Lung-Ji Chang OCM

HIV-Prevention Research


          Scientific Federation cordially inviting you to attend the 2nd International Conference & Expo on HIV-AIDS-2018 which will be held in Toronto, Canada during September 17-18,2018. This year we focused on the Theme of ACCELERATING ADVANCEMENTS IN HIV-AIDS TO THE GLOBE.

                         

          HIV-AIDS-2018 will provide the excellent opportunities for the researchers, scientists, professors, delegates and students from all over the world exchange information on HIV-AIDS which contains plenary sessions, keynote speeches, poster, and oral presentations on HIV-AIDS On Emerging area on Immunology, Microbiology, Infection&Imunnity, Public Health, Infectious Diseases, Virology, Pathology, Psychology, Biochemistry, Epidemiology, Gynaecology, Global Health, and Population Health.

Major Session on Conference in HIV&AIDS-2018 is Prevention Research and Interventions for Persons Living with HIV/AIDS:

          Description:  The National Institutes of Health, the Centres for Disease Control and Prevention, and the HIV/AIDS Bureau of the Health Resources and Services Administration support the CDC's Serostatus Approach to Fighting the HIV Epidemic. One aim of the strategy is to help individuals living with HIV adopt and sustain HIV and STD risk reduction, treatment adherence, and effective strategies for coping with HIV/AIDS. Efficacious interventions are needed by community organizations and clinics that provide evidence-based services. To expedite translation from research to practice, we convened scientist-practitioners, HIV treatment and prevention providers, and community/consumer members.



          Definition: The World Health Organization guidelines on when to start antiretroviral therapy and on pre-exposure prophylaxis for HIV. Qualitative data was sort of health care providers working at the public family planning clinic and other key informants working with young women. They were identified by the study staff using local networks to document perspectives on factors influencing young women’s decisions to take up and adhere to PrEP as an HIV prevention strategy.  Textual data coding as a primary qualitative analytical approach was used to summarize, extract meaning and condense the data using Nvivo.

          Research Information: HIV is the leading cause of death among adolescents aged 10–19 in sub-Saharan Africa and the second most common cause of death among adolescents globally, yet this population is not significantly targeted for HIV research. Consequently, there is a dearth of appropriate evidence-based interventions that expressly focus on their HIV needs and the stages of their development. Despite the advances made in HIV prevention, care, and treatment worldwide, adolescents are the only population whose death rates from AIDS are not declining in sub-Saharan Africa. The majority of these deaths occur among adolescents who were infected at birth and infancy.
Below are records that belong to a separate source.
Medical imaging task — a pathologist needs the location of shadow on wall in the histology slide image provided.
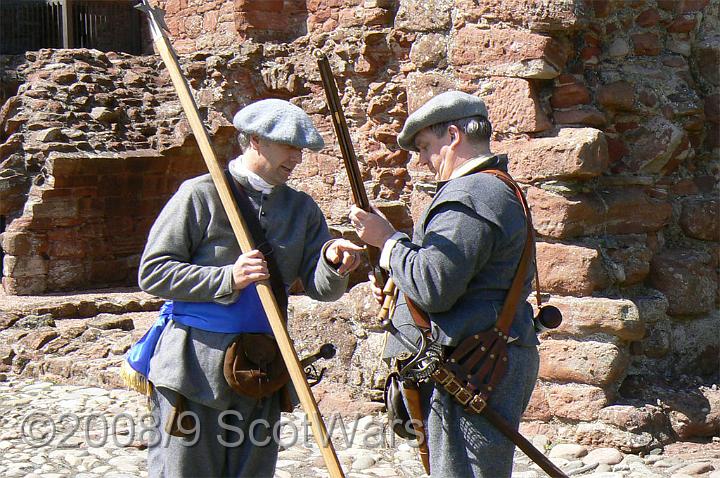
[235,0,308,42]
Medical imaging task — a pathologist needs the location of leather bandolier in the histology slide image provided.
[390,169,566,477]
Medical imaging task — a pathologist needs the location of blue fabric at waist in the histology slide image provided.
[472,289,507,300]
[169,284,272,334]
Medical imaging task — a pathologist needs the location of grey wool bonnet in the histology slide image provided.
[233,98,325,151]
[398,91,488,152]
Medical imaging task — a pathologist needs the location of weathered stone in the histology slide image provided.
[597,81,635,111]
[553,106,607,129]
[537,242,610,296]
[410,33,447,68]
[407,73,457,113]
[549,443,587,460]
[90,106,118,123]
[494,128,608,182]
[694,35,720,86]
[680,198,720,241]
[667,15,697,33]
[450,25,565,79]
[539,340,628,388]
[87,314,135,330]
[0,311,20,330]
[583,448,623,465]
[635,8,660,27]
[550,83,591,108]
[574,423,654,452]
[650,249,718,315]
[545,383,608,421]
[477,77,552,133]
[607,38,630,58]
[15,314,55,329]
[631,32,661,56]
[623,116,689,174]
[18,328,60,350]
[395,0,451,32]
[538,296,645,341]
[527,187,672,238]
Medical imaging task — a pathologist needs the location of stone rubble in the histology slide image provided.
[0,374,720,478]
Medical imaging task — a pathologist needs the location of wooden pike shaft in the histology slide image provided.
[143,4,345,478]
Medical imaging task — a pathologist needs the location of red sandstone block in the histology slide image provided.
[537,242,610,297]
[539,296,645,341]
[1,230,48,256]
[705,93,720,123]
[500,128,608,182]
[538,340,629,387]
[590,0,613,18]
[635,8,660,27]
[89,259,128,284]
[3,254,47,278]
[597,81,635,111]
[527,187,672,238]
[550,83,590,108]
[450,25,566,79]
[680,198,720,241]
[553,106,607,128]
[455,0,579,31]
[677,0,710,13]
[2,276,46,295]
[650,249,718,316]
[631,32,660,56]
[479,77,552,133]
[667,15,697,33]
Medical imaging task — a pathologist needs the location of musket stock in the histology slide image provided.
[313,50,387,287]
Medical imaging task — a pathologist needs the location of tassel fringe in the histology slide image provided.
[120,360,153,397]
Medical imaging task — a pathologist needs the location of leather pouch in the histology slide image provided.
[223,334,290,399]
[383,372,417,440]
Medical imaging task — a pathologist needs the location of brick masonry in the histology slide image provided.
[0,0,720,439]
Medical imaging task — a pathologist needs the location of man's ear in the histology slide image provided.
[250,134,260,151]
[448,124,461,147]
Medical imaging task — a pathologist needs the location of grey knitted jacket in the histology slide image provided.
[139,175,348,409]
[384,161,538,357]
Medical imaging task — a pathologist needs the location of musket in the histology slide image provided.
[136,0,345,477]
[313,50,567,478]
[313,50,430,474]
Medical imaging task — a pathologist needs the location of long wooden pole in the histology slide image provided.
[137,4,345,478]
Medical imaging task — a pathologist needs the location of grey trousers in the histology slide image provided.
[420,345,539,478]
[148,388,280,478]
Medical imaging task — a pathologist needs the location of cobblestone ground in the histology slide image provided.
[0,376,720,478]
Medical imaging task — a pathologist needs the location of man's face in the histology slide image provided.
[415,128,452,179]
[251,137,302,185]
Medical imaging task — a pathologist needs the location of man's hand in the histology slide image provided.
[368,272,385,305]
[349,206,397,249]
[233,249,270,290]
[325,239,365,275]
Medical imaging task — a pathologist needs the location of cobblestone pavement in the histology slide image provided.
[0,376,720,478]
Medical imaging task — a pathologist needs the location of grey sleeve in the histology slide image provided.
[300,203,349,301]
[390,201,495,313]
[138,184,238,304]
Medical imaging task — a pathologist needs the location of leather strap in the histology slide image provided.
[481,169,540,335]
[225,169,288,320]
[405,169,541,336]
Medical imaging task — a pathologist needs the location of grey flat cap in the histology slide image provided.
[233,98,325,151]
[398,91,487,151]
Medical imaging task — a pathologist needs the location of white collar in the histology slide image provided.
[448,154,495,181]
[228,155,275,194]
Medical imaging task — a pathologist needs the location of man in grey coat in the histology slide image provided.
[139,99,362,478]
[350,91,538,478]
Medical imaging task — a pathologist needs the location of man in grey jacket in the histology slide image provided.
[139,99,362,478]
[350,91,538,478]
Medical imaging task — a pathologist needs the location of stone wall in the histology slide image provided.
[0,0,720,446]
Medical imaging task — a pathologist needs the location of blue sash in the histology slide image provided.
[125,284,272,378]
Access to and uptake of HIV testing and counseling among adolescents in sub-Saharan Africa is significantly lower compared to adults, and antiretroviral therapy coverage rates for adolescents living with HIV are also significantly lower compared to other populations living with HIV. This signals the need for deliberate, appropriate, and targeted adolescent HIV programs if the tide of adolescent deaths from AIDS is to be stemmed. Many of the previously implemented HIV prevention interventions for adolescents failed. This is because they did not focus on the factors critical to adolescent development. Integrating developmental factors into the overall context in which HIV transmission occurs is critical to building strong and appropriate HIV prevention interventions that work for adolescents.

          Current Research: Current treatment for HIV/AIDS with highly active antiretroviral therapy can be effective but often associated with numerous side effects yet still without a cure. Extensive efforts have been poured into the clearance of the hidden viral reservoir and eliciting immune resistance to HIV. Lent viral anti-HIV hematopoietic stem cell gene therapy offers a potential final solution to this endeavor. We have developed an anti-HIV stem cell gene therapy strategy based on the combination of an advanced lent vector system and multiple anti-HIV genes. A novel lent vector has been established that can simultaneously express microRNA to block endogenous CCR5 expression, a sequence-modified CCR5Δ32 gene to interfere with the function of native CCR5, and multiple selected anti-HIV shRNAs to target viral RNAs.  In vitro assays demonstrated that ectopic expression of CCR5Δ32 protected against R5-HIV-1 infection. In addition, the expression of a CCR5 miRNA effectively blocked R5-HIV-1 infection. The further addition of an intronic cassette incorporating miRNAs targeting three viral RNA sites including HIV-1 pol, int, and vpu, had shown marked anti-HIV effects. Evidence supports that transduction of adult CD34+ hematopoietic stem cells with this anti-HIV multi-gene vector does not impair hemopoiesis of the HSCs. Thus, autologous HSC transplantation to ectopically express CCR5Δ32 and multiple miRNAs targeting endogenous CCR5 and three highly conserved HIV-1 genomic sites may provide an ultimate cure to end HIV-1/AIDS.